Marinette ders boyunca her zamanki gibi dersi dinlememiş, Adrien'ı izlemişti. Ona her ne kadar kızgın olsa da onu hala seviyordu ama o bunu kabullenmek istemiyordu. Yanındaki kızı kıskanıyordu. Teneffüste Marinette Adrien'la konuşmak istemediği için zil çalar çalmaz sırasından kalkmış, koşar adımlarla sınıftan çıkmıştı. Nino'yla konuşması gerektiğini unutmamıştı. Sınıftan çıkınca Nino'ya okulun arka bahçesine gelmesini mesaj attı. Nino'da mesajı görünce bahçeye yöneldi. Adrien ise sıkıntıyla iç çekmişti. Yeni kızlar da durumu merak etmişlerdi. Rumeysanur ne olduğunu merak edip Adrien'ın yanına yöneldi. Ama ona sormaktan vazgeçti, onu daha fazla üzmek istemedi. O da Alya'nın yanına gitti.

"Alya?" Alya Rumeysanur'a döndü.

"Evet?"

"Şey, Marinette ve Adrien'a ne oldu? Araları kötü gibi." dedi Rumeysanur, sınıftan çıkan Adrien'a bakarak. Bunu duyan yeni kızlardan biri yani Buse yanlarına geldi.

"Duymadın mı? Dün akşam Eiffel Kulesinde olanları." diye sordu Buse.

"Açıkçası hayır, duymadım." Alya telefonundan Ladyblog'a girdi ve o videoyu açıp telefonu Alya'ya verdi: (Aşağıdaki italik yazıları okumanıza gerek yok Eiffel Kulesi'ndeki Marinette ve Adrien'ın kavgasını yazdım. Ama olayları hatırlamak isterseniz okuyun.)

"'Kes şunu Lila!" diye bağırdı Adrien. "Ben ne senden, ne de Marinette'den hoşlanıyorum! Bunu o küçük-beynine-sok!" diye bağırdı. Son cümleyi söylerken her kelimeyle birlikte işaret parmağını sallıyordu. Marinette üzgün görünüyordu. Dudağı siyahtan laciverte dönmüştü. 

"Ah, Marinette'ini üzdün. Söylediklerine dikkat etmelisin." dedi Lila pis pis sırıtırken. "Ve ayrıca, benim adım Lila değil, benim adım PainedKisser!" Adrien iyice sinirlenmiş gibi görünüyordu.

"O benim Marinette'im değil! O benim arkadaşım! Bir kere kafeye gidip buluşmuşuz diye sevgili mi oluyoruz yani? Ben Marinette'le asla çıkmam!" diye bağırdı. Marinette'in dudak rengi lacivertten koyu maviye döndü.

"Ne yaptığına bir bak Adrien. Kızı ağlatmayı mı planlıyorsun?" diye bağırdı arkadan Nino.

"Sinirli halindense üzgün halini tercih ederim." dedi Adrien. Sesi titrek çıkmıştı. PainedKisser'ı yakalayacaklarken Marinette'in ağlama sesleri duyuldu. Dudağı tamamen maviye dönmüştü. Adrien Marinette'in yanına gitti.

"M-Marinette..." Elini tutmaya çalıştı ama o hızla elini çekti.

"Dokunma bana!"

"Marinette orada söylediklerim PainedKisser'ı kandırmak içindi."

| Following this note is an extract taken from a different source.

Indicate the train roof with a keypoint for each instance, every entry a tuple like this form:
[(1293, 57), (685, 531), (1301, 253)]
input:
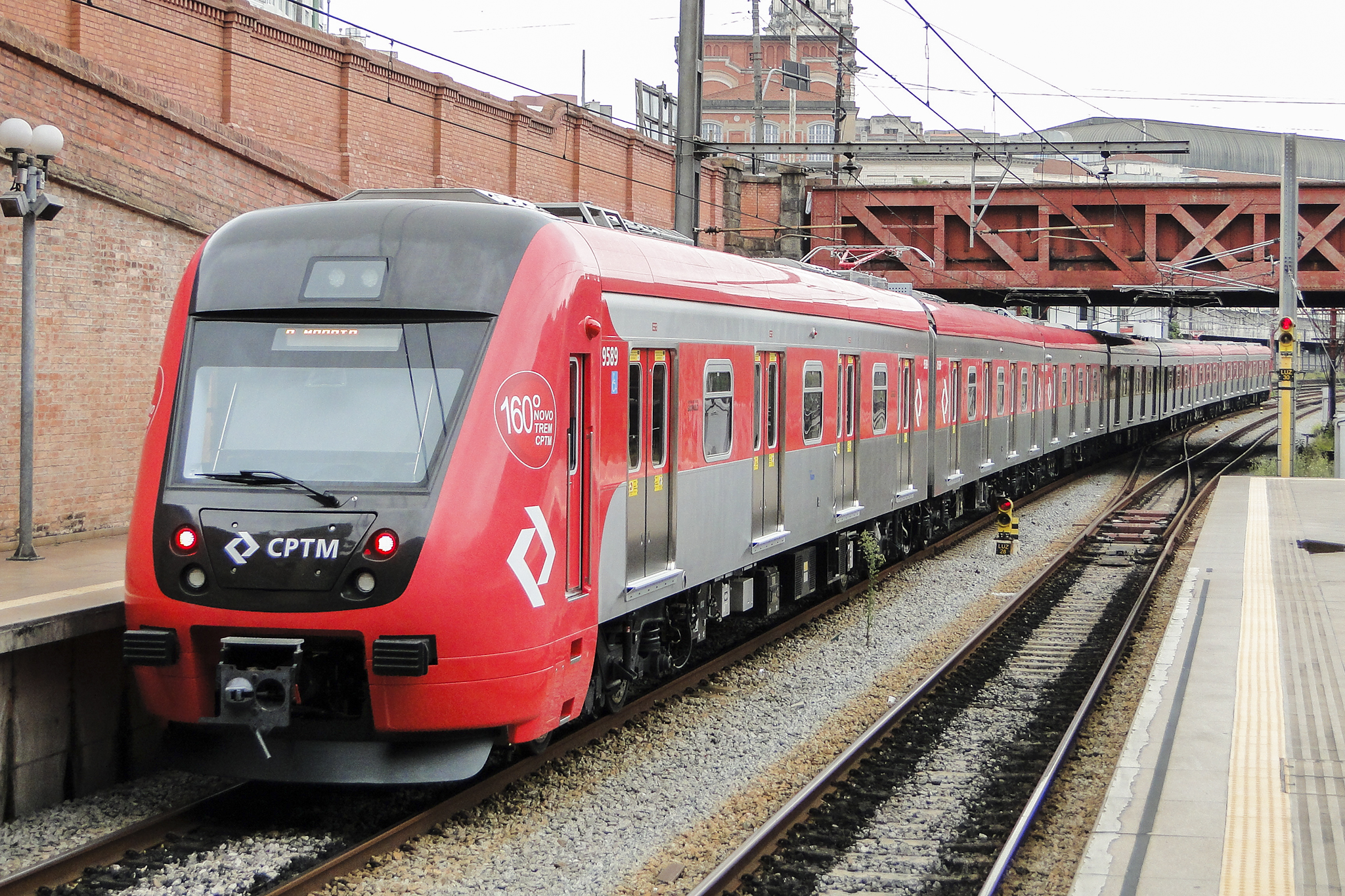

"PainedKisser'ı kandırmak için mi, yoksa kendini o söylediklerine inandırmak için miydi?!" diye bağırdı.

"Bak, Marinette..."

"Bana dokunma dedim!" diye bağırdı. Gözyaşları hiç durmaksızın akıyordu.

"Anlayamıyorum, neden bunu bu kadar kafana takıyorsun ki? Biz sadece arkadaşız!" Adrien'ı iterek:

"Çünkü seni seviyorum aptal! Bunu göremeyecek kadar kör müsün? Se-ni se-vi-yo-rum!" diye bağırdı Marinette.

"B-Benden hoşlanıyor musun?"

"Senden hoşlanmıyorum, sana aşığım! Bir yıldır sana bunu hareketlerimle göstermeye çalışıyorum! Yanındayken kekeliyorum, kızarıyorum ve saçma sapan hareketler yapıyorum! Ama sen duygularıma karşılık vermiyorsun! Belki bir şansım olur, belki bir gün o da beni sever diye umudumu kaybetmedim. Ama bıktım artık Adrien, tükendim. Bir de bunun üzerine az önce orada söylediklerin... Yetti artık. Senin yüzünü bile görmek istemiyorum." dedi. Herkes durmuş şaşkınlıkla izliyordu. Adrien da neye uğradığını şaşırmıştı. Ona sarılmaya çalıştı ama Marinette onu itiyordu.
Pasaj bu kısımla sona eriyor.